Dalam konteks Indonesia, sebenarnya ada dua undang-undang yang bisa dijadikan pintu masuk untuk menyeret seseorang atau kelompok tertentu sebagai penoda agama, yakni Undang-Undang No. 1/PNPS/1965 tentang Pencegahan Penyalahgunaan dan Pasal 156a Kitab Undang-Undang Hukum Pidana tentang Penodaan Agama. Terkait dengan pidato Ahok di Kepulauan Seribu, pasal yang bisa menjerat Ahok adalah Pasal 156a KUHP, yang berbunyi “Dipidana dengan penjara selama-lamanya 5 tahun barang siapa dengan sengaja di muka umum mengeluarkan perasaan atau melakukan perbuatan: yang pada pokoknya bersifat permusuhan, penyalahgunaan atau penodaan terhadap suatu agama yang dianut di Indonesia”.

Penafsiran Kontekstual atas Q.S al-Maidah: 51

Secara literal, Q.S. al-Maidah 51 ini berisi tentang larangan umat Islam mengangkat kaum Nasrani dan Yahudi sebagai awliya’. Pertanyaannya adalah apa arti kata tersebut? Bagaimana konteks historisnya? Dan apa ide moral yang mungkin  dikandung oleh ayat tersebut?
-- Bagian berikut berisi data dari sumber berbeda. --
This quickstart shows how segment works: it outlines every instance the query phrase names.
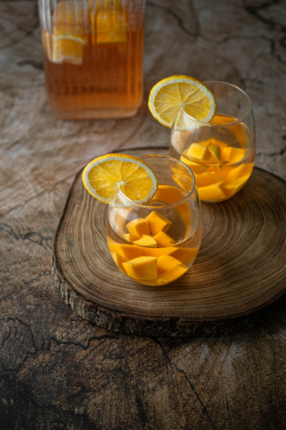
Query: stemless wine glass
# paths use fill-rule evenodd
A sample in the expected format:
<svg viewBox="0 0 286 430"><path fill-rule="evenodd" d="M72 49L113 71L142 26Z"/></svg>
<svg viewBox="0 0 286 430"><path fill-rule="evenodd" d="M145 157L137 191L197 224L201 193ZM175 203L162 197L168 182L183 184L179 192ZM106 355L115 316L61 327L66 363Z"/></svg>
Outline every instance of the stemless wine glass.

Sebelum menjawab pertanyaan-pertanyaan ini, perlu dikemukakan terlebih dahulu bahwa untuk memahami Q.S. al-Maidah 51, seseorang harus memperhatikan aspek bahasa, konteks historis, dan ide moral yang terkandung di dalamnya.
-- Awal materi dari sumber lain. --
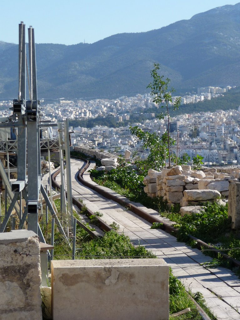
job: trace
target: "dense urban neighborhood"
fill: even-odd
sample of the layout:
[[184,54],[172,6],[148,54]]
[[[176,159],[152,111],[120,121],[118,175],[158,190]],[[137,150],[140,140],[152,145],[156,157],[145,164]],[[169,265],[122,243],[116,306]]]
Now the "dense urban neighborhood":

Terkait dengan aspek bahasa, sebenarnya ayat tersebut mengandung beberapa kosa kata yang harus dianalisis secara cermat. Namun, tulisan singkat ini tidak dimaksudkan untuk membahas semuanya. Hanya kata awliya’ yang akan diterangkan di sini. Kata tersebut diterjemahkan oleh sebagian di Indonesia dengan ‘pemimpin-pemimpin’. Hal ini bisa dilihat, misalnya, dalam kitab tafsir al-Azhar (Amrullah, 2007: 1760).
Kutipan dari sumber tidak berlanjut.